Windows has many graphics APIs. Some are layers built on top of others (e.g., GDI+ on top of GDI), and others are completely independent stacks (like the Direct3D family).
In an API like GDI, there are functions like SetPixel which let you change the value of a single pixel on the screen (or within a region of the screen that you have access to). But using SetPixel to setting lots of pixels is generally slow.
If you were to build a photorealistic renderer, like a ray tracer, then you'd probably build up a bitmap in memory (pixel by pixel), and use an API like BitBlt that sends the entire bitmap to the screen at once. This is much faster.
But it still may not be fast enough for rendering something like video. Moving all that data from system memory to the video card memory takes time. For video, it's common to use a graphics stack that's closer to the low-level graphics drivers and hardware. If the graphics card can do the video decompression directly, then sending the compressed video stream to the card will be much more efficient than sending the decompressed data from system memory to the video card--and that's often the limiting factor.

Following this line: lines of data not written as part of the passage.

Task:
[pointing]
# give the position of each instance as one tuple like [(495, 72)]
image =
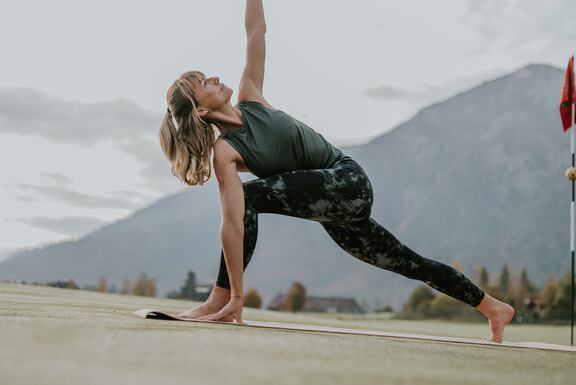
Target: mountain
[(477, 178)]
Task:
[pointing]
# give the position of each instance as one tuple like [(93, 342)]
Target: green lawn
[(61, 336)]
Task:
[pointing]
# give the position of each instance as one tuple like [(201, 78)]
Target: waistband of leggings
[(345, 160)]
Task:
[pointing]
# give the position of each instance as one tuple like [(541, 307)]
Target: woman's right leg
[(370, 242)]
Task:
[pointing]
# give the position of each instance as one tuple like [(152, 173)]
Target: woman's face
[(211, 94)]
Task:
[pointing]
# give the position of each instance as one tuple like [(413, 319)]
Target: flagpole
[(572, 240)]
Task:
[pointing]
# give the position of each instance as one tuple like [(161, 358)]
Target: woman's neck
[(227, 119)]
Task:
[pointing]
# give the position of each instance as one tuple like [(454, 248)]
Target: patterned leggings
[(340, 199)]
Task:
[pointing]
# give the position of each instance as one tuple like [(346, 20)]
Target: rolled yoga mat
[(158, 315)]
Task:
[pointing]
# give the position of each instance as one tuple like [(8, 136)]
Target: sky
[(83, 84)]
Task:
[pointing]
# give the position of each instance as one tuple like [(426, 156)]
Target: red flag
[(567, 98)]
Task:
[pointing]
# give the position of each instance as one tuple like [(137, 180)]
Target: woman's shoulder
[(260, 102)]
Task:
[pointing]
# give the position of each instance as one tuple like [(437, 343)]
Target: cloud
[(427, 93), (27, 111), (72, 226), (76, 198), (521, 24)]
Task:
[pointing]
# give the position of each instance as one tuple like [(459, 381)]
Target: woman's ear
[(202, 112)]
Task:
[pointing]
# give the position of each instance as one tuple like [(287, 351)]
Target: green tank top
[(271, 141)]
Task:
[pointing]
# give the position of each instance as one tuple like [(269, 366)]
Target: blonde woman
[(299, 173)]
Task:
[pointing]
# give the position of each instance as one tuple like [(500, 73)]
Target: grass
[(62, 336)]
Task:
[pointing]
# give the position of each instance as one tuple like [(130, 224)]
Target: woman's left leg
[(370, 242)]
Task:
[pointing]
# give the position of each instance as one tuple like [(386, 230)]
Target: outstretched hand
[(232, 312)]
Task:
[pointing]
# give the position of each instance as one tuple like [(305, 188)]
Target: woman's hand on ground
[(232, 312)]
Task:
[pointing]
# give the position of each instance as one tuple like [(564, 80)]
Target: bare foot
[(218, 298), (206, 308), (499, 315)]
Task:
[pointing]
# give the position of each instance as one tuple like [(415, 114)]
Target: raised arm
[(253, 76)]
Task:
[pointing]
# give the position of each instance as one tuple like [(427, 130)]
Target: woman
[(300, 175)]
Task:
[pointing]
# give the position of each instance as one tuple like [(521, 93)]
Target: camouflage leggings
[(340, 199)]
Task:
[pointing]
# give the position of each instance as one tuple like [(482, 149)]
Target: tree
[(504, 281), (188, 290), (252, 299), (144, 286), (419, 300), (549, 291), (527, 285), (102, 285), (562, 300), (296, 297)]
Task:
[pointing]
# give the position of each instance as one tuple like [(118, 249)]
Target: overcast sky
[(78, 144)]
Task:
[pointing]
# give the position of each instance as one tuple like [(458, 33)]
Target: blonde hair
[(186, 138)]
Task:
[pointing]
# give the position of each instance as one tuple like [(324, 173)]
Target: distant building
[(320, 304)]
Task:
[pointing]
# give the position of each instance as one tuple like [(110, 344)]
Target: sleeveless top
[(271, 141)]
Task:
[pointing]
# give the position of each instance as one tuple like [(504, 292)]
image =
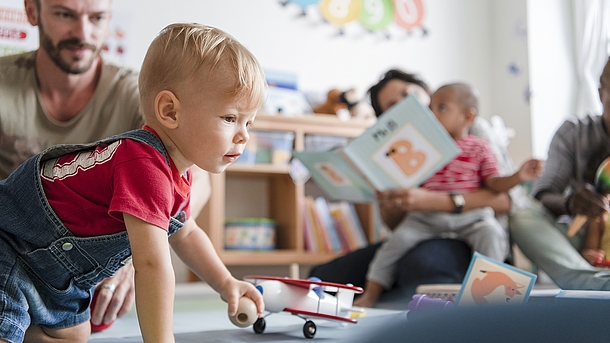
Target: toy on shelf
[(306, 299), (345, 104), (602, 186), (246, 313)]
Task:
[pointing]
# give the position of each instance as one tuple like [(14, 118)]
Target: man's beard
[(55, 53)]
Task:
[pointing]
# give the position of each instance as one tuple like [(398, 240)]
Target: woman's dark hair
[(387, 77)]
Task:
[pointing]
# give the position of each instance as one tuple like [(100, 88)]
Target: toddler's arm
[(195, 249), (530, 170), (154, 279)]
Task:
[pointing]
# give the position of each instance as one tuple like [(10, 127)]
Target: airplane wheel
[(309, 329), (259, 325)]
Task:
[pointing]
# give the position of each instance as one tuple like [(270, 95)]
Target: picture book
[(488, 281), (403, 148)]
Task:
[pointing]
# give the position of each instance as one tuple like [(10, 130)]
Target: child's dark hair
[(390, 75)]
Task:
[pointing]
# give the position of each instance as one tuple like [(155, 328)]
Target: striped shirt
[(468, 171)]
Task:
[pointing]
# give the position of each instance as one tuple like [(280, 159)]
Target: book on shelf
[(331, 226), (311, 241), (403, 148)]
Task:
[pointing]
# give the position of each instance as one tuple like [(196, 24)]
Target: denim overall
[(47, 274)]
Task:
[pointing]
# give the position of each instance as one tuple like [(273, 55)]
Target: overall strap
[(140, 135)]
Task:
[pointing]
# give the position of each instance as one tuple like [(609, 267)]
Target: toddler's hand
[(531, 169), (232, 290)]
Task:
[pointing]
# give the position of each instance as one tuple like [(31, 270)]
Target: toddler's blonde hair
[(184, 50)]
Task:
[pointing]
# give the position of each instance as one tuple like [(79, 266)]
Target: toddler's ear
[(167, 106)]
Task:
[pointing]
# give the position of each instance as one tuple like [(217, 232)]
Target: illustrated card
[(491, 282)]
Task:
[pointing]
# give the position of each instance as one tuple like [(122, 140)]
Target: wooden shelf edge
[(274, 257)]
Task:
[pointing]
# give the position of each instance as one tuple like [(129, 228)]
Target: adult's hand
[(115, 296), (586, 201), (413, 199)]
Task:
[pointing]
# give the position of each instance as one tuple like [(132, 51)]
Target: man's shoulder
[(116, 70), (13, 65), (579, 126)]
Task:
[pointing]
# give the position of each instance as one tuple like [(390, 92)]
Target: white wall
[(457, 47), (553, 78)]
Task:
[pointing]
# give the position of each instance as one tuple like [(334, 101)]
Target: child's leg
[(382, 269), (76, 334), (484, 234), (591, 248)]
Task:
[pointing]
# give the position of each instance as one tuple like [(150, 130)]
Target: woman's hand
[(413, 199)]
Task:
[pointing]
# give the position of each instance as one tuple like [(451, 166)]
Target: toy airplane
[(305, 299)]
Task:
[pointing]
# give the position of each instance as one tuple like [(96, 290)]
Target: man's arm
[(394, 204)]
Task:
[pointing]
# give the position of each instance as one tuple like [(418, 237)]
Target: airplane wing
[(320, 315), (328, 286)]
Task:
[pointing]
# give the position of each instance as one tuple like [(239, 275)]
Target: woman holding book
[(435, 260)]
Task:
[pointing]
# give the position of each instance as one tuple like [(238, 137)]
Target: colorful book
[(354, 224), (488, 281), (311, 243), (328, 224), (403, 148), (322, 238)]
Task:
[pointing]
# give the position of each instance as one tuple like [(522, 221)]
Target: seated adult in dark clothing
[(433, 261)]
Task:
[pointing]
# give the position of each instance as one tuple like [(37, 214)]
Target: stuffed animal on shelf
[(345, 104)]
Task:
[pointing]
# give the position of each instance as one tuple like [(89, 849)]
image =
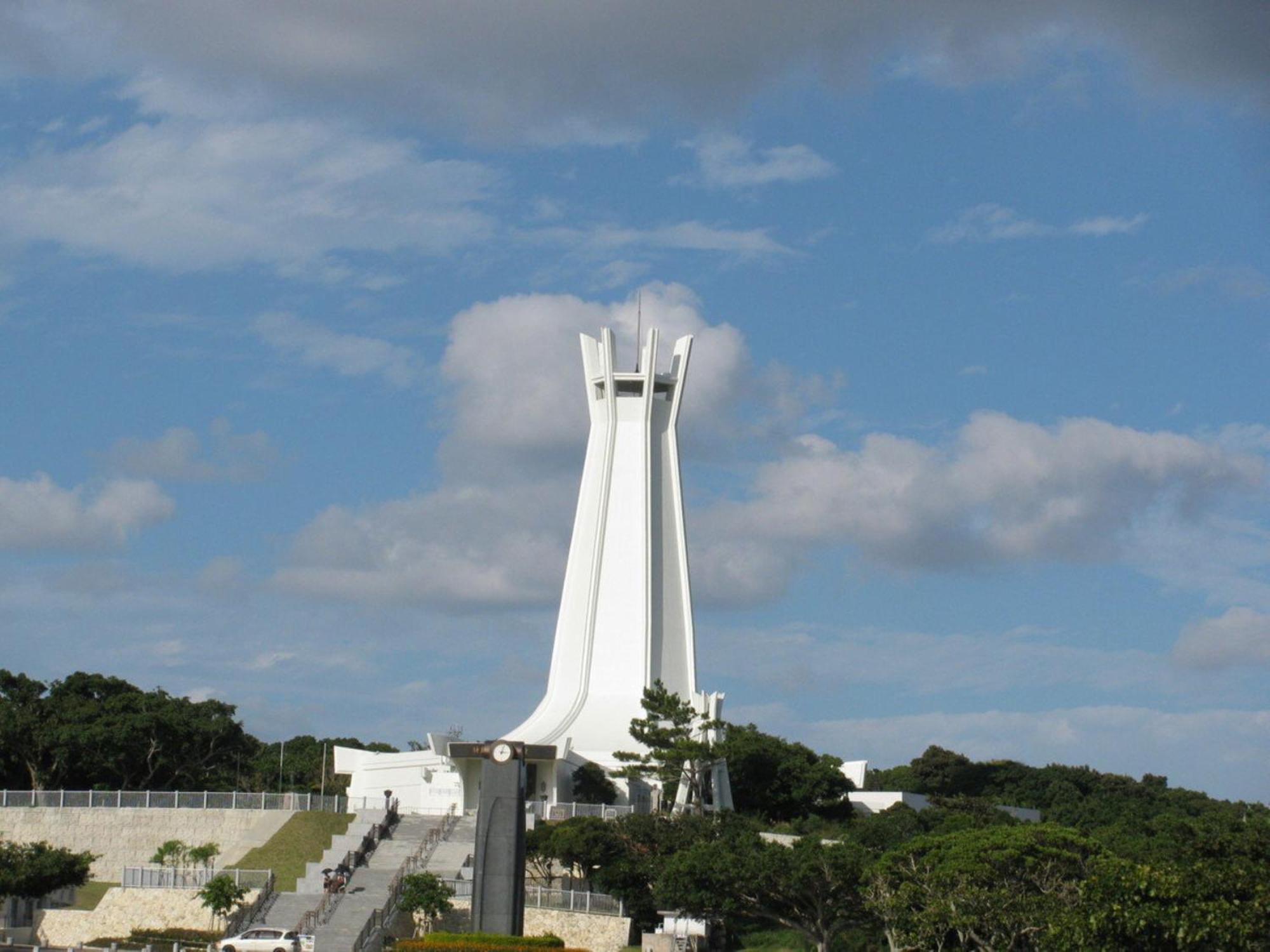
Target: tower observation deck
[(627, 606)]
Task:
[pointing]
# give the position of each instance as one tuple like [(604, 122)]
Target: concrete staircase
[(370, 887), (448, 860), (289, 908), (340, 847)]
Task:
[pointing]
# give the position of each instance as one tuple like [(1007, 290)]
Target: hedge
[(477, 941), (140, 939)]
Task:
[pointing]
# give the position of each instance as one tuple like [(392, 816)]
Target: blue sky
[(976, 441)]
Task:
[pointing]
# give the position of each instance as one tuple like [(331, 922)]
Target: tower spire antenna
[(639, 324)]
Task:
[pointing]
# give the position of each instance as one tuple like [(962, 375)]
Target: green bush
[(478, 941), (140, 939)]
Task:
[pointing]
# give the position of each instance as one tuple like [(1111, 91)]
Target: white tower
[(627, 609)]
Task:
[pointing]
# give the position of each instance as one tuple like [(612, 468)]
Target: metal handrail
[(420, 859), (243, 916), (354, 859)]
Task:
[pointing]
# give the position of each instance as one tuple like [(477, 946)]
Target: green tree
[(672, 733), (812, 888), (780, 780), (591, 785), (95, 732), (1166, 908), (425, 893), (993, 888), (585, 845), (222, 896), (540, 852), (35, 870)]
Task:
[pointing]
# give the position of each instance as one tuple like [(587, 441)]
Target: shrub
[(478, 941)]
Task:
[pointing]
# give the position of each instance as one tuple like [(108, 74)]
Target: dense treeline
[(93, 732), (1118, 864)]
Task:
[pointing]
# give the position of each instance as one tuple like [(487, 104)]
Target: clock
[(501, 753)]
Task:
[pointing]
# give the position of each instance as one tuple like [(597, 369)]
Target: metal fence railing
[(173, 800), (545, 898), (567, 812), (194, 878), (243, 916)]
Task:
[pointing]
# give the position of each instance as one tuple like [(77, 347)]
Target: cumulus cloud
[(190, 195), (181, 455), (1003, 491), (731, 162), (496, 531), (580, 73), (996, 223), (1238, 638), (37, 513), (349, 355)]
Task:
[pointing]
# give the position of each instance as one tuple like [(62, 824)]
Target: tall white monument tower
[(627, 609)]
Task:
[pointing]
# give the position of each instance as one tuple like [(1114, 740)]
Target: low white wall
[(124, 911), (130, 837), (599, 934)]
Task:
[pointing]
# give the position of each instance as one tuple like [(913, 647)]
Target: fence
[(167, 878), (545, 898), (567, 812), (377, 803), (173, 800), (243, 916)]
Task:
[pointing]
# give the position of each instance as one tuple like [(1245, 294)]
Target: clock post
[(498, 874)]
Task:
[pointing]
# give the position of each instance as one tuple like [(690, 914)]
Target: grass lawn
[(303, 840), (88, 896)]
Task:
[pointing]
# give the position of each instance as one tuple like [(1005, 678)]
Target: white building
[(627, 607)]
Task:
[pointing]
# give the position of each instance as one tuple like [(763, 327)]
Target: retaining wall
[(599, 934), (124, 911), (130, 837)]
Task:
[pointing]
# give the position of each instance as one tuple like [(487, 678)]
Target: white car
[(265, 939)]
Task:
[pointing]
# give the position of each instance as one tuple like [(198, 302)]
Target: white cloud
[(37, 513), (349, 355), (1004, 491), (1216, 751), (581, 73), (1240, 637), (190, 195), (1104, 225), (678, 237), (1233, 282), (730, 162), (496, 531), (996, 223), (817, 661), (180, 455)]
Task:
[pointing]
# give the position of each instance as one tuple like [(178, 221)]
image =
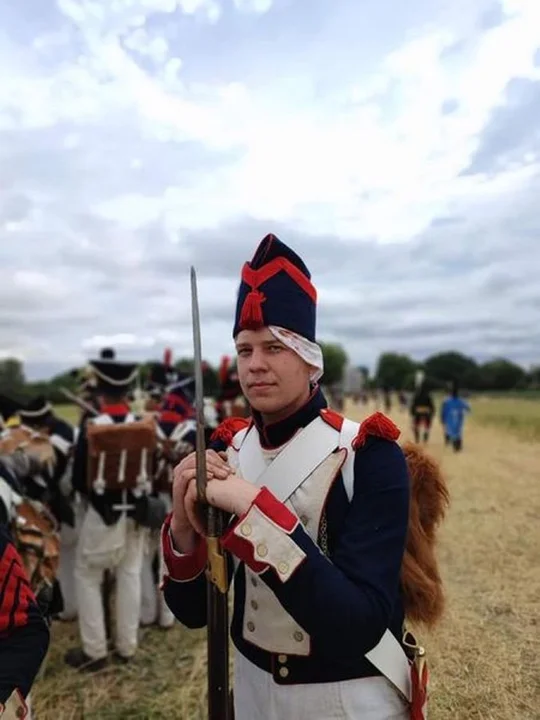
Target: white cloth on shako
[(310, 352)]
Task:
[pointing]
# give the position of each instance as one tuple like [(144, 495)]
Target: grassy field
[(484, 657)]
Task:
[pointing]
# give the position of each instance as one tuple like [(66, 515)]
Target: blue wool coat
[(344, 605)]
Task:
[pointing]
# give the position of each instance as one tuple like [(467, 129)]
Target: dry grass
[(485, 657)]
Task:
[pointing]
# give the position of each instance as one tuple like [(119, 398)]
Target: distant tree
[(184, 365), (12, 379), (534, 376), (395, 371), (335, 360), (442, 368), (502, 374)]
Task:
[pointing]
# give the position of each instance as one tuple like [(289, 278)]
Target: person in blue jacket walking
[(453, 412), (328, 548)]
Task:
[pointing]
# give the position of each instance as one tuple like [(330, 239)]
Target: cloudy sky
[(395, 145)]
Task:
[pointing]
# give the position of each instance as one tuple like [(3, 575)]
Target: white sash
[(284, 475)]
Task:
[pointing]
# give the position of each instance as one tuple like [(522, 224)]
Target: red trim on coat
[(377, 425), (15, 591), (186, 567), (333, 418), (275, 511)]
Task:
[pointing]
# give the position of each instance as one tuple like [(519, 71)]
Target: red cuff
[(182, 568), (275, 511)]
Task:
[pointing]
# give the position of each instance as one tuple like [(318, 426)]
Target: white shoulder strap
[(102, 419), (349, 430)]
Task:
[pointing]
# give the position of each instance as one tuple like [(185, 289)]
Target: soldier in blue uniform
[(320, 541), (8, 412), (453, 412), (115, 526)]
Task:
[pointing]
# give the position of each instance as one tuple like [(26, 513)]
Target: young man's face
[(273, 377)]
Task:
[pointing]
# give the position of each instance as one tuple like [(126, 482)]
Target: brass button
[(262, 550)]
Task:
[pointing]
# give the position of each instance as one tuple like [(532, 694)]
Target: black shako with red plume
[(276, 289)]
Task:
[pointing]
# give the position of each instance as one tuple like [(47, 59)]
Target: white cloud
[(123, 167), (256, 6)]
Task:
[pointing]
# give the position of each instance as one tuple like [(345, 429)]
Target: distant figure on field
[(422, 412), (453, 416)]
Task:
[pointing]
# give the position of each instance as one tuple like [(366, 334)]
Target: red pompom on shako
[(276, 289)]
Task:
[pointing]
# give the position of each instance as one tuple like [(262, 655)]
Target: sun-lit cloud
[(139, 136)]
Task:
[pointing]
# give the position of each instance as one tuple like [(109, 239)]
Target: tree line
[(394, 371)]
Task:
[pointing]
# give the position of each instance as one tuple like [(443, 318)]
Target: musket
[(219, 707)]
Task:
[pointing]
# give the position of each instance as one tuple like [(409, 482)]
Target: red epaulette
[(376, 425), (333, 418), (228, 429)]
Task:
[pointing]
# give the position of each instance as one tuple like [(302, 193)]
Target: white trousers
[(258, 697), (69, 537), (119, 548), (153, 605)]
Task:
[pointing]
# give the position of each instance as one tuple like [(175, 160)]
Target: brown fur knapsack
[(420, 575), (429, 498)]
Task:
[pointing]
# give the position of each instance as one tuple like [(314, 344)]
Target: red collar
[(117, 409)]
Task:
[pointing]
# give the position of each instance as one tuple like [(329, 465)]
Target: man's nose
[(257, 360)]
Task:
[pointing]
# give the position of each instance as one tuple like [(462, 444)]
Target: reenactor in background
[(176, 428), (422, 412), (327, 569), (8, 413), (453, 412), (230, 400), (113, 468)]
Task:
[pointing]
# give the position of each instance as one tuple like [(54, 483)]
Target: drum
[(37, 537)]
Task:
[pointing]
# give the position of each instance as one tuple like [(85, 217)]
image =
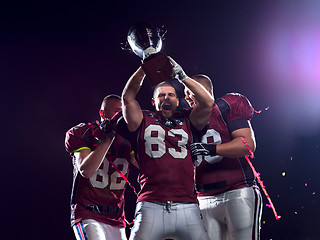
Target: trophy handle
[(162, 31), (125, 46)]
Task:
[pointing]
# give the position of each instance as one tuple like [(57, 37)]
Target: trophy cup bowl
[(145, 41)]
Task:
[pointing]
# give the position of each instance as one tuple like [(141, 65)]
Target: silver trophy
[(145, 41)]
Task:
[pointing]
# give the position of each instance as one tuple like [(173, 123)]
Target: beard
[(166, 105)]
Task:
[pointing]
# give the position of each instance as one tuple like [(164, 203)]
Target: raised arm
[(200, 114), (131, 109)]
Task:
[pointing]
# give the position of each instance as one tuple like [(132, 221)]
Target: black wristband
[(212, 149)]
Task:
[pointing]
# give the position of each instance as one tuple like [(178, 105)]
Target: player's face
[(165, 100), (112, 107), (189, 97)]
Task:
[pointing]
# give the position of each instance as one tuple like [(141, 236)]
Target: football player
[(230, 200), (97, 199)]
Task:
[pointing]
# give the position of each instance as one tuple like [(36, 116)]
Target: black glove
[(203, 149), (106, 128)]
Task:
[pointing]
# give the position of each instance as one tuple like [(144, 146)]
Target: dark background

But conceptually, it's the same thing: you're manipulating a bitmap (or texture or surface or raster or ...), but that bitmap lives in graphics memory, and you're issuing commands to the GPU to set the pixels the way you want, and then to display that bitmap at some portion of the screen (often with some sort of transformation).
Modern graphics processors actually run little programs--called shaders--that can (among other things) do calculations to determine the pixel values. The GPUs are optimized to do these types of calculations and can do many of them in parallel. But ultimately, it boils down to getting the pixel values into some sort of bitmap in video memory.